Well, I can't help it. It was so easy to bake, especially if kids wants to help out and to mess around the kitchen. They like to eat it too, since I baked it into petite individual servings (cupcake kinda thingy).
I made Oreo cheesecake, but I also tried something new - rum and raisin cheesecake (well I had some brandy soaked mixed fruits that could do with some using up!).
Base recipe for the Cheese cake filling
1. 16 oz/ 500g/ 2 blocks cream cheese (I used Philadelphia - full fat)
2. 2/3 cup sugar
3. 3 eggs
4. 2 teaspoon vanilla extract
5. lots of oreo cookies
For the Cheese cake base - 1 oreo cookie (it fitted my baking cups perfectly - 1.75 inch diameter)
Method
1. Preheat oven to 150 C.
2. Get the cheese to room temperature, or zap it in the microwave for 1 min (high) straight from the fridge.

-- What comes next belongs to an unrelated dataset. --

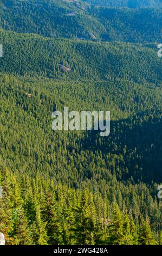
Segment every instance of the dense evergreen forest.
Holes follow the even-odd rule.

3. Beat cheese and sugar till smooth, about 2 to 3 minutes.
4. Add 1 egg at a time and beat till well combined after the addition of each egg.

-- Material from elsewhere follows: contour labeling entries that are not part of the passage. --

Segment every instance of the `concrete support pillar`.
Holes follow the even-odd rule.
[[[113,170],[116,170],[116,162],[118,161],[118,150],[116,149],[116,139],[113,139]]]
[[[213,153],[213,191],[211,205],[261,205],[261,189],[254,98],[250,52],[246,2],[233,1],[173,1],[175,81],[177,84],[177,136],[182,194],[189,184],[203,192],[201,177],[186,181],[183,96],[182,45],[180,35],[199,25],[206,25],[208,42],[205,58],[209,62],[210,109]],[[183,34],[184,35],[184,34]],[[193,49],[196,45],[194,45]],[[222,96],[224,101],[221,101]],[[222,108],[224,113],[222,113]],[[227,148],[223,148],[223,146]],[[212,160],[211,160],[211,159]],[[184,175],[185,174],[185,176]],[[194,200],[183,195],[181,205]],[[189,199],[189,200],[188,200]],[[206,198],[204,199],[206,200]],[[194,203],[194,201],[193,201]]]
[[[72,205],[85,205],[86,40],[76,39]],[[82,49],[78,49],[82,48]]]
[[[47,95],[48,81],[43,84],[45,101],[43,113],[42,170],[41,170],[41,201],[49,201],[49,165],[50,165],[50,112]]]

5. Add vanilla extract and beat till well combine.
6. Crush some oreo cookies - coarsely and not finely, else your cheesecake becomes somewhat greyish!
7. Add the crushed oreo cookies to the batter and stir just a few times to stir in the cookie crumbs.

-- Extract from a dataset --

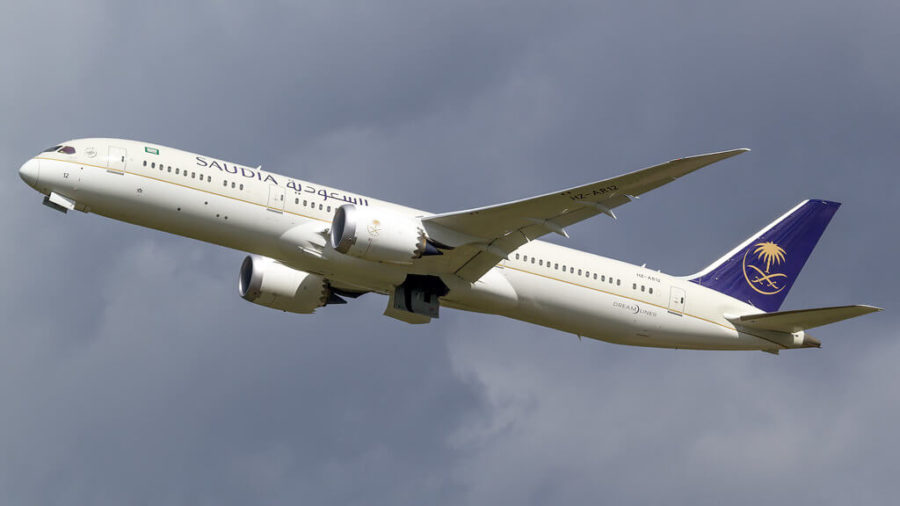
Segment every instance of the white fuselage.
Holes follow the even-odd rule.
[[[263,255],[334,286],[383,294],[415,265],[330,250],[304,254],[337,207],[429,213],[177,149],[121,139],[81,139],[74,155],[42,153],[34,184],[75,208]],[[158,154],[155,154],[154,151]],[[124,161],[123,161],[124,160]],[[320,238],[318,240],[321,240]],[[329,247],[330,248],[330,247]],[[452,276],[451,276],[452,277]],[[474,284],[448,279],[447,307],[493,313],[620,344],[771,349],[725,315],[759,312],[686,279],[555,244],[521,246]]]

8. Place an oreo cookie at the base of each cup and then pour the cheesecake filling till 0.5 cm from the top.
9. Bake for about 20 to 25 minutes (centre should still be slightly jiggly when you remove it.
10. Cool and then keep it in the fridge. It taste better when eaten cold.
Makes about 30 to 35 mini cheesecakes.
Rum & Raisin Cheesecake variation
Instead of adding crushed oreo cookies to the cheesecake filling batter, finely chopped 200g bar of rum and raisin chocolate bar and add it into the batter, together with a teaspoon of rum flavouring. You are welcome to add more raisins/ fruits to the batter. I have already a new "design" in my mind and once tested and approved, I'll post up the recipe!